Japanese (日本語, Nihongo, [ɲihoŋɡo] (listen)) is spoken natively by about 128 million people, primarily by Japanese people and primarily in Japan, the only country where it is the national language. Japanese belongs to the Japonic or Japanese-Ryukyuan language family. There have been many attempts to group the Japonic languages with other families such as the Ainu, Austroasiatic, Koreanic, and the now-discredited Altaic, but none of these proposals has gained widespread acceptance.
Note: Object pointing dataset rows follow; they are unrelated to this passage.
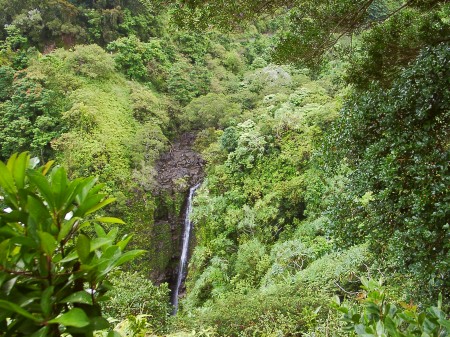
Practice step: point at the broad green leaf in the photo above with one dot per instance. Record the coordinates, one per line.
(110, 220)
(59, 184)
(48, 242)
(83, 247)
(74, 317)
(17, 309)
(78, 297)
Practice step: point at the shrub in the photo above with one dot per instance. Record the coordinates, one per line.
(54, 254)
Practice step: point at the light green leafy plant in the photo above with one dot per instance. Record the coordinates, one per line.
(54, 254)
(380, 318)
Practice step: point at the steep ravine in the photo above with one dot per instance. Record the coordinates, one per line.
(177, 170)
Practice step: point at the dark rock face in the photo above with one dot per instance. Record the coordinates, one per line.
(181, 167)
(177, 170)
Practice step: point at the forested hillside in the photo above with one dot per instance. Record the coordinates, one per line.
(320, 134)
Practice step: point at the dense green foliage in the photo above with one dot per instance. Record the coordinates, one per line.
(54, 254)
(319, 174)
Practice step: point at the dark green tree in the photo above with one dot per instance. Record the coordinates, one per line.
(55, 251)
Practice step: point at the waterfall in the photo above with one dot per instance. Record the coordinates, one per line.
(185, 247)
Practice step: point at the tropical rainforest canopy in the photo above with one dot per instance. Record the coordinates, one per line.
(322, 130)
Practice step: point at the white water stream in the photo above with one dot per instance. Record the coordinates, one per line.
(185, 249)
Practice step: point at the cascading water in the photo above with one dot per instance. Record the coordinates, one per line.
(185, 248)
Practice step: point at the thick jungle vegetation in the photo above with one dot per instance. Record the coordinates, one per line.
(325, 129)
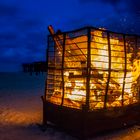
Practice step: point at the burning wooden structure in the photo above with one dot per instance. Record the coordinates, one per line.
(93, 80)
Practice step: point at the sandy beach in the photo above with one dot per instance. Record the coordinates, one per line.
(21, 112)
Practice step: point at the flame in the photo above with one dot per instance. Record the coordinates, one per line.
(75, 85)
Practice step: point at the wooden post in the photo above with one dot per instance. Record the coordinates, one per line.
(125, 69)
(88, 68)
(62, 68)
(109, 69)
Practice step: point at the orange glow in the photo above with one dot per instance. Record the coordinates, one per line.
(121, 86)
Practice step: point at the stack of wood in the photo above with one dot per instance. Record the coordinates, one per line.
(115, 89)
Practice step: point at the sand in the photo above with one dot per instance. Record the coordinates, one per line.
(21, 112)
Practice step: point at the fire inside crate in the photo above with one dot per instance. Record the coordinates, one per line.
(92, 69)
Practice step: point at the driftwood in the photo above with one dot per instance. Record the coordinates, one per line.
(71, 53)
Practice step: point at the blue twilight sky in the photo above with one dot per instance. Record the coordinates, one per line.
(23, 24)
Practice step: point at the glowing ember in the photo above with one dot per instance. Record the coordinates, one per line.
(113, 71)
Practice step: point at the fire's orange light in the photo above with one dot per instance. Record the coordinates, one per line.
(124, 72)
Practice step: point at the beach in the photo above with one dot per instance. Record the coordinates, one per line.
(21, 112)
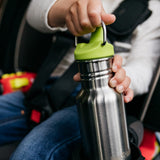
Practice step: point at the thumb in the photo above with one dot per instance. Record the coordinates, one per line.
(107, 18)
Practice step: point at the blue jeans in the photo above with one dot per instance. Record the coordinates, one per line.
(13, 121)
(54, 139)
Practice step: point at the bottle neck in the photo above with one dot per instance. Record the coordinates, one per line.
(95, 73)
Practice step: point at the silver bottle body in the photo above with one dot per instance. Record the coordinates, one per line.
(102, 114)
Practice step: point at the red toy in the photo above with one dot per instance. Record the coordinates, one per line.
(17, 81)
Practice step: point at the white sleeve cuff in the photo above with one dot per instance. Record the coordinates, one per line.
(37, 16)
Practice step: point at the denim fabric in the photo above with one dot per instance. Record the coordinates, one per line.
(13, 122)
(54, 139)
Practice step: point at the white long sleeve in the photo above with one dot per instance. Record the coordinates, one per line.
(37, 15)
(142, 59)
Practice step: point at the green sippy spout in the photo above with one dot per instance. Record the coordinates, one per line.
(95, 48)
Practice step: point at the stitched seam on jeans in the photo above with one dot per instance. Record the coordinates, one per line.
(71, 139)
(10, 119)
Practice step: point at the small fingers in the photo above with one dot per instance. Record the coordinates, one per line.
(128, 95)
(118, 78)
(117, 63)
(76, 77)
(122, 87)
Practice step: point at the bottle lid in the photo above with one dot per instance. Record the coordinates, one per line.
(95, 49)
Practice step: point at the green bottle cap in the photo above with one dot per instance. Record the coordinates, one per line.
(94, 49)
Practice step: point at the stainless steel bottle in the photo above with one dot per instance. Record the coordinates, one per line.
(102, 113)
(101, 108)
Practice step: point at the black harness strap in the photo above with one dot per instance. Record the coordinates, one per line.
(62, 89)
(57, 52)
(36, 98)
(129, 14)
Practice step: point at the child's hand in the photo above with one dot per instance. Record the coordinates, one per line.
(80, 16)
(84, 16)
(120, 81)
Little is known of the language's prehistory, or when it first appeared in Japan. Chinese documents from the 3rd century AD recorded a few Japanese words, but substantial Old Japanese texts did not appear until the 8th century. From the Heian period (794–1185), there was a massive influx of Sino-Japanese vocabulary into the language, affecting the phonology of Early Middle Japanese. Late Middle Japanese (1185–1600) saw extensive grammatical changes and the first appearance of European loanwords. The basis of the standard dialect moved from the Kansai region to the Edo region (modern Tokyo) in the Early Modern Japanese period (early 17th century–mid 19th century). Following the end of Japan's self-imposed isolation in 1853, the flow of loanwords from European languages increased significantly, and words from English roots have proliferated.
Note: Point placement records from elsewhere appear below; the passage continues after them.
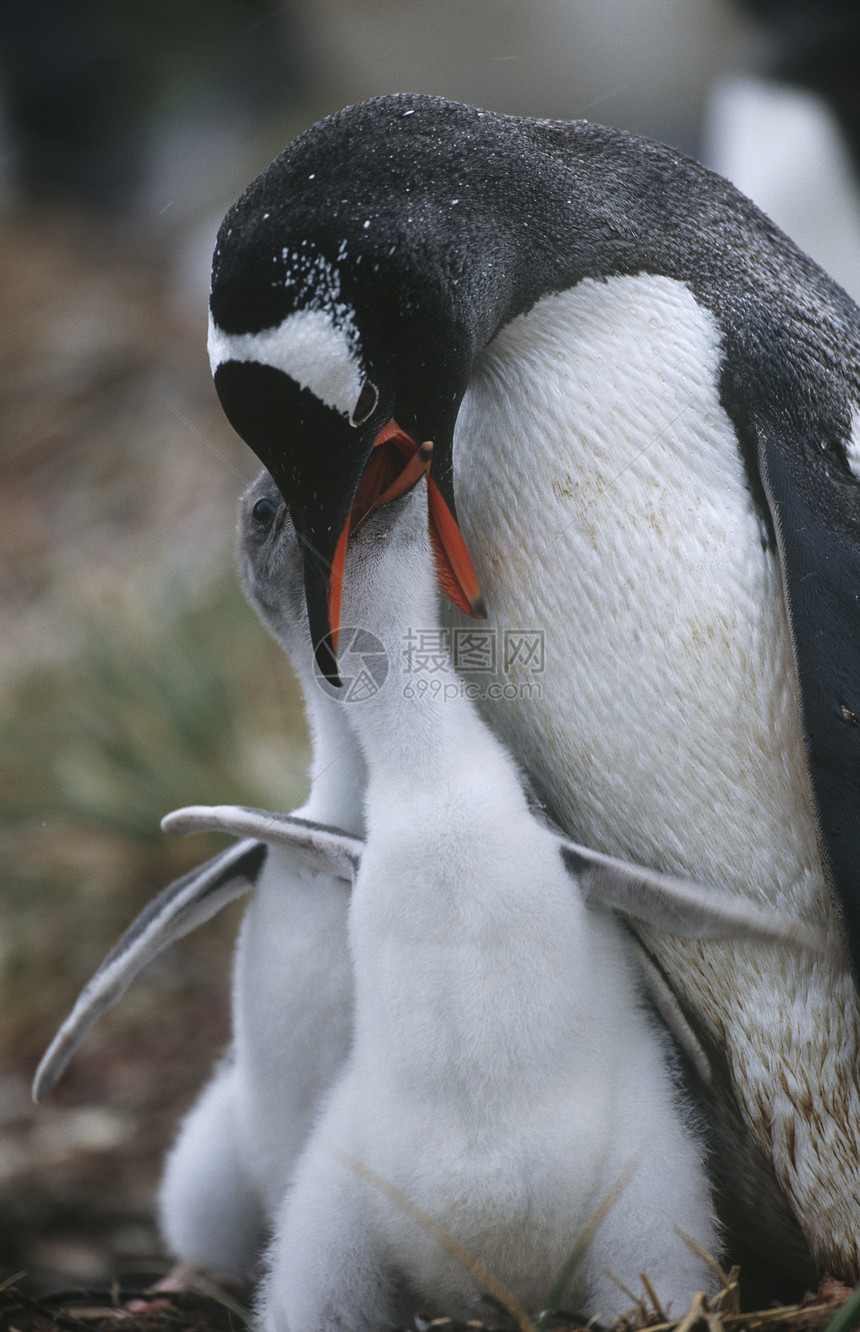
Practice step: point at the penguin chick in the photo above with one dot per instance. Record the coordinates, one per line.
(503, 1078)
(292, 979)
(645, 406)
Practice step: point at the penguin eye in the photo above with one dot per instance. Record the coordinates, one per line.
(366, 404)
(262, 512)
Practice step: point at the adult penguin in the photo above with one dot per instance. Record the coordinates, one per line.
(642, 401)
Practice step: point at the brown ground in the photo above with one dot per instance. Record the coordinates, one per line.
(133, 678)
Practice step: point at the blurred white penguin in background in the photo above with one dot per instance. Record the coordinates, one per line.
(292, 982)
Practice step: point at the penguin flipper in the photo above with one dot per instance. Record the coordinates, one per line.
(325, 849)
(679, 906)
(815, 505)
(177, 910)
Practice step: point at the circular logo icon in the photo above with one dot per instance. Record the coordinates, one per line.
(362, 666)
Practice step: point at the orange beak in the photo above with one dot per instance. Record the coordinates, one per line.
(394, 466)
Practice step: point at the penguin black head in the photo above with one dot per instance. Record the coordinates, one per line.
(342, 331)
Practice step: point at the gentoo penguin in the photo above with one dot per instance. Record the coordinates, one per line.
(643, 406)
(503, 1082)
(787, 128)
(292, 999)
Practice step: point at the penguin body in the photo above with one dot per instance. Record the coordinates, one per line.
(505, 1084)
(643, 405)
(292, 981)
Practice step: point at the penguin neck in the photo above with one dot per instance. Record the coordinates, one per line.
(337, 766)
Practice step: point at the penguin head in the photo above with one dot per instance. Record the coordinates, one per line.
(270, 565)
(344, 328)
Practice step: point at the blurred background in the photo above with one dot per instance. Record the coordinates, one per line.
(133, 677)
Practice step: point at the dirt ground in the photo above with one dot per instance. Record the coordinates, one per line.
(133, 678)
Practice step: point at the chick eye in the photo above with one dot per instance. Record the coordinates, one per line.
(262, 512)
(366, 404)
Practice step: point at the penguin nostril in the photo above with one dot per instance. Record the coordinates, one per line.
(366, 404)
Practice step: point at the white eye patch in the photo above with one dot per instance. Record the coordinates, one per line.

Japanese is an agglutinative, mora-timed language with relatively simple phonotactics, a pure vowel system, phonemic vowel and consonant length, and a lexically significant pitch-accent. Word order is normally subject–object–verb with particles marking the grammatical function of words, and sentence structure is topic–comment. Sentence-final particles are used to add emotional or emphatic impact, or form questions. Nouns have no grammatical number or gender, and there are no articles. Verbs are conjugated, primarily for tense and voice, but not person. Japanese adjectives are also conjugated. Japanese has a complex system of honorifics, with verb forms and vocabulary to indicate the relative status of the speaker, the listener, and persons mentioned.
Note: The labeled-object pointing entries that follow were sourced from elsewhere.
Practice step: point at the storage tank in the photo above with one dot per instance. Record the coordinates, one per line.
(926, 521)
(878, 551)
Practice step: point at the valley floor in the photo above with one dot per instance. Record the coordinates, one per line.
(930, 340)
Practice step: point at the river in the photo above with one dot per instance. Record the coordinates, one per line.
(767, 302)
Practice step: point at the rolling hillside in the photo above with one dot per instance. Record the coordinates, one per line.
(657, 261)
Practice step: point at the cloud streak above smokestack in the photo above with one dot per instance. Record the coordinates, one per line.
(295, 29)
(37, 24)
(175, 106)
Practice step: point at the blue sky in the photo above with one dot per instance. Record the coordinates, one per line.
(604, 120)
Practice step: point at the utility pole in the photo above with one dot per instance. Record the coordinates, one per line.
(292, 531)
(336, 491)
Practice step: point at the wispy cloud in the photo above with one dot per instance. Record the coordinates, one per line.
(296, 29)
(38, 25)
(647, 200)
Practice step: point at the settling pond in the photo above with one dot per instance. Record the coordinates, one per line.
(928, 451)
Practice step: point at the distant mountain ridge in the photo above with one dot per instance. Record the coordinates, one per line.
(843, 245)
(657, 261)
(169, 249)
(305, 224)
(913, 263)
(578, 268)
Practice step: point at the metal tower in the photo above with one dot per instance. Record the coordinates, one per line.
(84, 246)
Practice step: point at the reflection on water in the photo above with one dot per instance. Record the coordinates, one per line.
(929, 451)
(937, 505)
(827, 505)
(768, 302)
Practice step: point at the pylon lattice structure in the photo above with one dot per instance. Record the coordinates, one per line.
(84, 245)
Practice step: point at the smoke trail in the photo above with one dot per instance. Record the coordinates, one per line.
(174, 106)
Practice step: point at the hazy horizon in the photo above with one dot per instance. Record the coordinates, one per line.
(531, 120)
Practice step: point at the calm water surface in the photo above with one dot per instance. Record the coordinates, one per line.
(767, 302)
The Japanese writing system combines Chinese characters, known as kanji (漢字, 'Han characters'), with two unique syllabaries (or moraic scripts) derived by the Japanese from the more complex Chinese characters: hiragana (ひらがな or 平仮名, 'simple characters') and katakana (カタカナ or 片仮名, 'partial characters'). Latin script (rōmaji ローマ字) is also used in a limited fashion (such as for imported acronyms) in Japanese writing. The numeral system uses mostly Arabic numerals, but also traditional Chinese numerals.